There’s much less clarity in the current situation. President Obama won re-election by a solid margin, taking 51 percent of the popular vote and 65 million votes overall. Democrats expanded their majority in the Senate, and managed to make a little headway in the House. For as much as it disappointed liberals, the fiscal-cliff deal was a sign of the new times: It’s hard to imagine any House Republicans voting for a tax increase on the wealthy in 2011.
Unfortunately, the 2012 elections didn’t disrupt Republicans enough to push them away from the debt ceiling as a negotiating tool. The Washington Post, for example, reports that at the same time GOP leaders are urging ordinary lawmakers to keep ranks—John Boehner told House Republicans to “hold the line”—more cautious legislators are whether its worth doing this in the first place:
Rep. Billy Long, a Missouri Republican who first won election in the 2010 tea party wave, voted in favor of the 2011 debt-limit deal in part because “no one knows the ramifications of not passing a debt ceiling increase and this plan prevents us from finding out,” according to a statement he released at the time.
In an interview Friday, Long lamented that the only way Congress seems to do business is in eleventh-hour deals and he balked at the notion of shutting down the government.
It’s important not to overstate the amount of dissent here—key Republicans in both chambers of Congress have endorsed using the debt ceiling as a way to force spending cuts.
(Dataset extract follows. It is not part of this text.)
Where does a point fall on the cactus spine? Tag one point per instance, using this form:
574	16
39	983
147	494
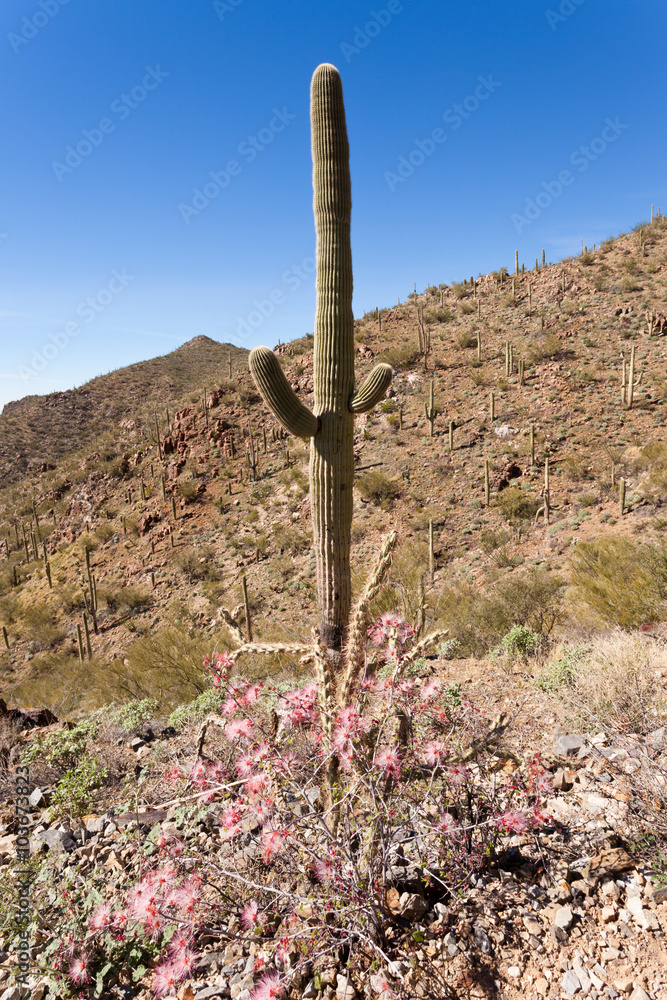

Nonetheless, it’s fair to say that the self-assured Republican Party of just two years ago has been replaced with something a little more gun shy. Indeed, given the administration’s refusal to cut a deal on the debt ceiling—and the obvious necessity of raising it—there’s a (small) chance that, when push comes to shove, Republicans will back down from their call for spending cuts, and just raise the ceiling.
It should be said that if there’s been an attitude change among congressional Republicans, it’s almost certainly a reflection of soul searching within the party. Thanks to the Bush administration, millions of Americans now associate the GOP with intolerance, incompetence, and warmongering. They’ve lost the popular vote in five of the last six presidential elections, and they’re losing by huge margins among young people, women, and non-whites.
The same divisions in congressional strategy—between hard-liners who would make brinksmanship a normal part of goverance, and realists who understand that not everything can be a standoff—are present in the push for reform. One side wants the GOP to craft an agenda that’s more friendly to the interests of Latinos, women, and middle-class families; the other thinks that a more conservative agenda will win the day.
The debt ceiling fight—or rather, whether there is a debt ceiling fight at all—will give us a sign of who is winning this battle. The last debt limit battle wrecked havoc on the GOP’s approval with the public, and was a huge force in pushing many Americans from the party and its approach to politics. Which is to say that any attempt at reform must include a repudiation of those tactics. If that doesn’t happen, and Republicans threaten global recession again, then we can safely predict a nice period in the wilderness for the GOP.